Because of the lack of data resources about the Arabic sign language. We dedicated a lot of energy to collect our own datasets. For this end, we relied on the available data from some official [16] and non-official sources [17, 18, 19] and collected, until now, more than 100 signs. The dataset is composed of videos and a .json file describing some meta data of the video and the corresponding word such as the category and the length of the video.

Published Research

Our long abstract paper [20] intitled ‘Towards A Sign Language Gloss Representation Of Modern Standard Arabic’ was accepted for presentation at the Africa NLP workshop of the 8^th International Conference on Learning Representations (ICLR 2020) in April 26th in Addis Ababa Ethiopia. In this paper we were interested in the first stage of the translation from Modern Standard Arabic to sign language animation that is generating a sign gloss representation. We identified a set of rules mandatory for the sign language animation stage and performed the generation taking into account the pre-processing proven to have significant effects on the translation systems.
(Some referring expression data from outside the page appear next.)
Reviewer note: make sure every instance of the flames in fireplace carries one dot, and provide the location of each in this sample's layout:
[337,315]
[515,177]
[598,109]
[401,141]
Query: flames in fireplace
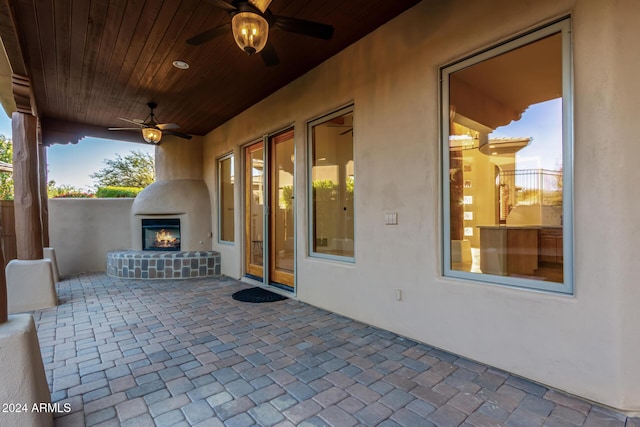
[164,239]
[162,234]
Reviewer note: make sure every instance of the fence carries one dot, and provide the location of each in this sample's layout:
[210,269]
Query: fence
[529,187]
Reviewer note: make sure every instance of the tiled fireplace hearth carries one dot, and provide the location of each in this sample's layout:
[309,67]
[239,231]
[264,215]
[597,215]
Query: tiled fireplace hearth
[163,264]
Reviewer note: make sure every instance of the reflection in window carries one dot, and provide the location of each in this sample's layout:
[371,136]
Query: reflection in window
[225,202]
[332,185]
[505,144]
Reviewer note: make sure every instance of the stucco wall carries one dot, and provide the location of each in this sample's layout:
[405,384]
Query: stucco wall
[586,344]
[82,231]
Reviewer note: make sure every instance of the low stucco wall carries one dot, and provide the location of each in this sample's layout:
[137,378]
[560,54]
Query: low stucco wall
[82,231]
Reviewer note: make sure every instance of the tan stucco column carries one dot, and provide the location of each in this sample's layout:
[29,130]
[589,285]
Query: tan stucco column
[30,281]
[3,290]
[26,187]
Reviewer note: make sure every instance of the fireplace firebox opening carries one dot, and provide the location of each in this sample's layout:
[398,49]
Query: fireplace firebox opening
[161,234]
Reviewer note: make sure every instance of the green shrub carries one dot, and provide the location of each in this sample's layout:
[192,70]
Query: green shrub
[111,192]
[75,195]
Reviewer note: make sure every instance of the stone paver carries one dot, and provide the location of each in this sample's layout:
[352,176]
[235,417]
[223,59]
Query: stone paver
[184,353]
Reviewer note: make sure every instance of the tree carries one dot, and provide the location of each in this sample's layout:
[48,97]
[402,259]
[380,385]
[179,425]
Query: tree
[6,178]
[136,169]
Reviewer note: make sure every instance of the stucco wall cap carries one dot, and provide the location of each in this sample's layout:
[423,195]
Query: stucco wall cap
[172,197]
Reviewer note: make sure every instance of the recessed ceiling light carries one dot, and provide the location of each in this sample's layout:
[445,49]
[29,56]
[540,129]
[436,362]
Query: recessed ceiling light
[180,64]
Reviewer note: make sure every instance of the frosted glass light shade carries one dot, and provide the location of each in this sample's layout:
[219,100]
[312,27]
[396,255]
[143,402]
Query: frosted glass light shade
[250,31]
[152,135]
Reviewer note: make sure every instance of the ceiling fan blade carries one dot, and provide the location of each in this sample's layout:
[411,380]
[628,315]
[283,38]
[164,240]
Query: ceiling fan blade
[269,55]
[221,4]
[135,121]
[301,26]
[163,126]
[178,134]
[261,5]
[211,34]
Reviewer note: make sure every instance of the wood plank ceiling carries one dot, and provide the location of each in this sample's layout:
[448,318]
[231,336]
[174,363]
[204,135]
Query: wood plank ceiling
[92,61]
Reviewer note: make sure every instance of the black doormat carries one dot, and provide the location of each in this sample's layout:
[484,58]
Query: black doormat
[257,295]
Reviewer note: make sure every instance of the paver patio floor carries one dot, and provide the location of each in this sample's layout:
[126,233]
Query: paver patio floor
[184,353]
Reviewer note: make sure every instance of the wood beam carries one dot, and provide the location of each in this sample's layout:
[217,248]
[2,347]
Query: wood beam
[26,186]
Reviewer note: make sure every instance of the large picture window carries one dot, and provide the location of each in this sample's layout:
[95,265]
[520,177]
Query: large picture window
[226,208]
[332,180]
[507,178]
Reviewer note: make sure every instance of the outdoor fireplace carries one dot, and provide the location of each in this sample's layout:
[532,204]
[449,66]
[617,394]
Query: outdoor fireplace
[161,234]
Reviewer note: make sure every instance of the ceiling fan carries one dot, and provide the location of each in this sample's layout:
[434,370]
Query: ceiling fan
[250,23]
[152,131]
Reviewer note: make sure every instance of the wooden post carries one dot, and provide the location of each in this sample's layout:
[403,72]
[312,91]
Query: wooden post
[44,196]
[26,186]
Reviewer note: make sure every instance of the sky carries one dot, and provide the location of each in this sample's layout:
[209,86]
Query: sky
[72,164]
[543,123]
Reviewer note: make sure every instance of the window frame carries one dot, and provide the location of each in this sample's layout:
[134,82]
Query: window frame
[562,26]
[219,160]
[310,220]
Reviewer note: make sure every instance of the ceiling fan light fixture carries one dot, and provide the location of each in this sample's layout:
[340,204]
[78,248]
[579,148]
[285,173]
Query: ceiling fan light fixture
[181,65]
[262,5]
[250,31]
[152,135]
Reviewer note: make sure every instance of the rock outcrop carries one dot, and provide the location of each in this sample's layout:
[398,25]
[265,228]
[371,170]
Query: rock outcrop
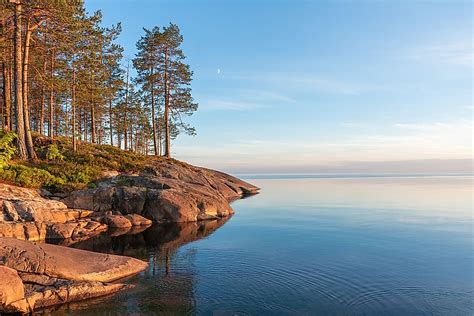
[25,215]
[40,275]
[165,191]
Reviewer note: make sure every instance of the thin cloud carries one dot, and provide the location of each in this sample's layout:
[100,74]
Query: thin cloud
[454,53]
[226,105]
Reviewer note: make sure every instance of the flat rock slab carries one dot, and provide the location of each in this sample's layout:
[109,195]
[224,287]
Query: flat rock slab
[165,191]
[66,263]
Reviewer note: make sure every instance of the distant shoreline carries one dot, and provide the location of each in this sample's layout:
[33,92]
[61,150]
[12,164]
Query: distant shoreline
[346,175]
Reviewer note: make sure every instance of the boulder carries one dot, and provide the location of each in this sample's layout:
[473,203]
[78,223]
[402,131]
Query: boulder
[138,220]
[116,221]
[26,215]
[12,292]
[40,275]
[166,191]
[66,263]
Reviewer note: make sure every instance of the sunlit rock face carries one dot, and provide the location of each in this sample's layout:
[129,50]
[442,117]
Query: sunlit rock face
[166,191]
[25,215]
[40,275]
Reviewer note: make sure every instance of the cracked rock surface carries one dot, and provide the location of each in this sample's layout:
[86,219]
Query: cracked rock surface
[39,275]
[166,191]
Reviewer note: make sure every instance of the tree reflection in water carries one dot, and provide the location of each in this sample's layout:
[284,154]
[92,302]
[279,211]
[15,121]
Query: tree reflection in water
[168,283]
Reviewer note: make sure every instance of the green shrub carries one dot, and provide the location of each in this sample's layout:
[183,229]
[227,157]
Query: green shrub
[7,149]
[29,177]
[53,153]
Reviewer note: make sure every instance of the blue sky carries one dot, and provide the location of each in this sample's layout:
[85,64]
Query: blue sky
[320,86]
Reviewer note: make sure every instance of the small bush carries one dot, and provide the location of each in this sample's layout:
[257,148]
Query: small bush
[29,177]
[53,153]
[7,149]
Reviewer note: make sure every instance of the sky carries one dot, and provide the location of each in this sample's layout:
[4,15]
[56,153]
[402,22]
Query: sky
[320,86]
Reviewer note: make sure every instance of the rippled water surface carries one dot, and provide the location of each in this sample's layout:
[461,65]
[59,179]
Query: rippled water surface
[313,246]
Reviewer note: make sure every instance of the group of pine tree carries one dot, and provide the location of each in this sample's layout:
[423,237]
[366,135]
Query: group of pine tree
[63,74]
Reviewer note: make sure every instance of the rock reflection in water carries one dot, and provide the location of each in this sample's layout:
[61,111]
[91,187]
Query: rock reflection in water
[166,286]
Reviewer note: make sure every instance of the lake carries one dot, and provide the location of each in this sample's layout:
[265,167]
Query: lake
[308,245]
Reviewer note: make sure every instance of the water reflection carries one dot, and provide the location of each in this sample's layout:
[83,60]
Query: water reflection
[167,286]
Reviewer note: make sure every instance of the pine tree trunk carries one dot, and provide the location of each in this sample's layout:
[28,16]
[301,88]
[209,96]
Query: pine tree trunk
[29,140]
[7,101]
[20,119]
[167,109]
[51,99]
[125,128]
[153,119]
[110,124]
[93,131]
[43,101]
[73,106]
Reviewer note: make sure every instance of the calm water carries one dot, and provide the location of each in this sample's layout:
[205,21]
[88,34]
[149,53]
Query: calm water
[313,246]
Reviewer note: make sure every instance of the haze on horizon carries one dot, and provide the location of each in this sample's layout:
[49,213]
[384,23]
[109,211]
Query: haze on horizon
[331,86]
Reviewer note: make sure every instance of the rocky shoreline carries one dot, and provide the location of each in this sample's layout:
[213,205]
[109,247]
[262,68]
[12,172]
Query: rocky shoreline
[38,275]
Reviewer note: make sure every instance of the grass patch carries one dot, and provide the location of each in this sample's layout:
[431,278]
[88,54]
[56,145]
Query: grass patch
[60,169]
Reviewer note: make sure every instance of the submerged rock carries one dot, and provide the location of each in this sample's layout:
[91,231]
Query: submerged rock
[39,275]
The presented results are promising but far from well satisfying all the mandatory rules.

Mobile Application

The application is developed with Ionic framework which is a free and open source mobile UI toolkit for developing cross-platform apps for native iOS, Android, and the web : all from a single codebase. The application is composed of three main modules: the speech to text module, the text to gloss module and finally the gloss to sign animation module.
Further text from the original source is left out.